The whole attitude is summed up for me by one of Sigourney Weaver’s character’s line in Avatar, “I’m not talking about pagan voodoo here – I’m talking about something REAL and measurable in the biology of the forest” to justify not killing the Na’vi. The implication being that if it was “pagan voodoo”, i.e. just an indigenous belief, it’d be perfectly ok to massacre the Na’vi, in a way that’s written to be blatantly similar to the ethnic cleansing of the various Native American peoples. And people think that programmes like Avatar and SG-1 actually give non-Western approaches to life a fair hearing. Bah!
Thank you for commenting and taking the time to contribute your thoughts!
If you find criticism of Western hegemony interesting, you might like to read a book title Figured Worlds: Ontological Obstacles in Intercultural Relations.

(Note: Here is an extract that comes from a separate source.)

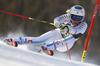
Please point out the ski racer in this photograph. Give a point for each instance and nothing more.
(70, 27)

Ontological anthropology questions the hegemony ofWestern thought and science and postulates that people not only have different belief systems and representations of the world, but that these should all be taken seriously without attempting to attribute them to some misunderstanding of the so called truth.
I agree most of the fantasy and science-fiction generally presents Western thought to be right, and it might interest you to know that some Indigenous science-fiction authors have created collectives to get their own impressions of that genre out there for people to appreciate. They were tired of seeing no indigenous peoples in sci-fi or of seing them misrepresented. I wanted to blog about that in coming weeks, but I’m going to publish about video-games for a while.
I didn’t remember that line from Avatar, thank you for bringing it to my attention. Of course, that whole movie is based entirely on Cameron’s understanding of the past experiences of indigenous peoples. I’ll write about the movie and indigenous reactions to it to follow up on this post.
Thanks again for commenting! Always a pleasure reading you!